中国の若い消費者の多くは、こだわりが強く流行を追いかける傾向がある。ソーシャルメディアの時代である現在、こうした消費者はお金はあまり使わないが自己顕示欲が強く、「ネットで有名」な店(网红店)で自撮りをしてソーシャルメディア・プラットフォームに投稿する。

「ネットで有名」な店の一例として挙げられるのが、中国の美容関連小売企業の話梅(Harmay)だ。同社の高級化粧品・美容関連製品は中国の若く裕福な消費者のあいだで人気が高まってきている(写真6参照)。Harmayは、情報に通じた国内の若い消費者をターゲットとしている数多くの中国国内小売企業の1つで、ソーシャルメディアでのマーケティング・キャンペーンやネット上のインフルエンサーを広く活用している。

中国におけるもう1つの消費トレンドは「モノ」から「コト」への消費シフトで、子供と一緒に人生を豊かにするような経験をすることにお金を惜しまない若い家族のあいだで、このパターンが次第に広がってきている。

コストが高く苦労の多い中国での子育て

中国での子育てや家計のやりくりは、シンガポールよりもはるかに難しいと筆者はみている。全般的に、中国では子供を3歳で保育園に入れることができるが、預かってくれるのは半日だけで、その費用は為替換算後でシンガポールの保育園の2倍である。皮肉なことに、シンガポールの1人当たりGDPは中国の6倍を超える。中国の小学校は(筆者の時代とは異なり)もはや全日制ではない。家事ヘルパーは雇うのはコストが非常に高く、中・上流階級の母親が稼ぐフルタイムの給料と同じくらいかかる。中国の若い家族の多くは、子供の祖父母の援助を仰いで子供をエンリッチメント・クラス(保育と習い事を兼ねた教室)に通わさざるを得ないが、これには保育の倍のコストがかかる。中国が出生率、生産性、そして長期的な消費の成長を向上させるためには、子育てにかかる高コストと不便さの問題を解決する必要があると考える。

まとめ

全体として、筆者たちは最近の中国への旅行で見たり経験したりしたことに非常に感銘を受けた。中国は、技術の進歩、そしてモノやサービス(主に飲食と自動車・交通)の質の面で大きく前進している。急速な進歩と近代化が大都市だけでなく銀川のような三線都市でも見られており、同市は驚くほどのペースで発展している。

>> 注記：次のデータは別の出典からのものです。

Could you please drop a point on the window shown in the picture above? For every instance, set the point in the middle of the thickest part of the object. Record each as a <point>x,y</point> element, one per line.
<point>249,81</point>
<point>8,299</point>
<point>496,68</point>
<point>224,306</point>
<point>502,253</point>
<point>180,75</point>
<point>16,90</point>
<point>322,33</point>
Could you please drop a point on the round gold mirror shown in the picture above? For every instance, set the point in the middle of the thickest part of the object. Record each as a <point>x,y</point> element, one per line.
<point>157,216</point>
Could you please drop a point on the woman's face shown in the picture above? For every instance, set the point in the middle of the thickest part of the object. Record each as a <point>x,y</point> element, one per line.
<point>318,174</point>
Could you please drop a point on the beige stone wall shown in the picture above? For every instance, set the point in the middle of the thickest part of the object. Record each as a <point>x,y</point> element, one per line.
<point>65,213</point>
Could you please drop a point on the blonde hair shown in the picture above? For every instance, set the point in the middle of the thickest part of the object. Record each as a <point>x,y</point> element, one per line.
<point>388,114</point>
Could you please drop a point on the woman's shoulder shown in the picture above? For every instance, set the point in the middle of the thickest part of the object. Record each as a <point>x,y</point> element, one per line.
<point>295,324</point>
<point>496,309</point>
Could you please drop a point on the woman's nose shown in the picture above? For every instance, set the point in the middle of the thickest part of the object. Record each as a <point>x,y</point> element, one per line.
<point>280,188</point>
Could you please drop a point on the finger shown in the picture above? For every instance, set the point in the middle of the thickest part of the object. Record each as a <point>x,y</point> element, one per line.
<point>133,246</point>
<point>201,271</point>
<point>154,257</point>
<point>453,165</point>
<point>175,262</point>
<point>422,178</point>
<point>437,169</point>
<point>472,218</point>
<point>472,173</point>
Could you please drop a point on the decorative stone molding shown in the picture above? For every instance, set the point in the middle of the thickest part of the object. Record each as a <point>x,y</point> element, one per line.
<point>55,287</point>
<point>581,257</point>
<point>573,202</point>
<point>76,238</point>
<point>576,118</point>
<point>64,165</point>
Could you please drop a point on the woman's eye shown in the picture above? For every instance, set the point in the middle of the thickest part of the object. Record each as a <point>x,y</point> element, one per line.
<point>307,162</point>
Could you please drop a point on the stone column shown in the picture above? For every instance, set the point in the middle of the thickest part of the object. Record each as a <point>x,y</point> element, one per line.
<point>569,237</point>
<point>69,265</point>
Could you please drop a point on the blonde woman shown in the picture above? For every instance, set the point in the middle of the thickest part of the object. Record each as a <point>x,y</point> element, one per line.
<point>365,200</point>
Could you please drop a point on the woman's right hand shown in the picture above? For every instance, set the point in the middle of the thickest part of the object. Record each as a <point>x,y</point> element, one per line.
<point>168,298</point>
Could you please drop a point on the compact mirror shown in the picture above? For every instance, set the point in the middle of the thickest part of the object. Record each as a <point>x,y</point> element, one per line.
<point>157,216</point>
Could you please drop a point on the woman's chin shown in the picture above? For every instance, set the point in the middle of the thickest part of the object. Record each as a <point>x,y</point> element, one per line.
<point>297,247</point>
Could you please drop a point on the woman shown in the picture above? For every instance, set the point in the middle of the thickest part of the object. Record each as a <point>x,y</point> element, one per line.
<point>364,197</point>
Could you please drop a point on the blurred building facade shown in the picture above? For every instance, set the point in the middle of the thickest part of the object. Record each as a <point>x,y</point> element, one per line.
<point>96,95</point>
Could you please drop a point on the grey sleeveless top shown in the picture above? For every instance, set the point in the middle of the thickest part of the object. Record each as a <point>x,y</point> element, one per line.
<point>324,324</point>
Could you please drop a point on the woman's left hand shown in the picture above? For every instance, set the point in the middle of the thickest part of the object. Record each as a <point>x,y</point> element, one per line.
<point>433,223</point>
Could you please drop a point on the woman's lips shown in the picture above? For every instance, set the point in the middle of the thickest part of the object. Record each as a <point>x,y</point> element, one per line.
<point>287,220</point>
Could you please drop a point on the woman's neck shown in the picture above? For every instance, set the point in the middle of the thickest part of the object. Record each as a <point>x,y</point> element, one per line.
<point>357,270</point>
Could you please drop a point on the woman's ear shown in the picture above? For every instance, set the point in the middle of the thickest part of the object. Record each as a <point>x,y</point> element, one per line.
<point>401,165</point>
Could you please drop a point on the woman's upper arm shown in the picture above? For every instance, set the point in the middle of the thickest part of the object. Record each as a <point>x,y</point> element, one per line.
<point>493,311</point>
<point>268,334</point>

しかし、大半の人々にとって、生活は厳しいように見受けられる。背景には生活費の高さ(特に幼い子供を持つ人々にとって)や労働環境の厳しさがあるが、これらは長期的な消費の成長にとって逆風となる可能性がある。アジアの活気ある消費関連セクターを担当する株式アナリストである筆者にとって、今回の旅行では中国の目を見張るような変化を見出す機会となり、アジア地域最大の消費者市場である中国について、現地での貴重な知見を与えてくれた。また、中国の消費関連銘柄を分析するにあたっての新たな視点・側面を得ることができ、これらをボトムアップのファンダメンタルズやその他の市場ファクターの観点からより注視していきたいと考える。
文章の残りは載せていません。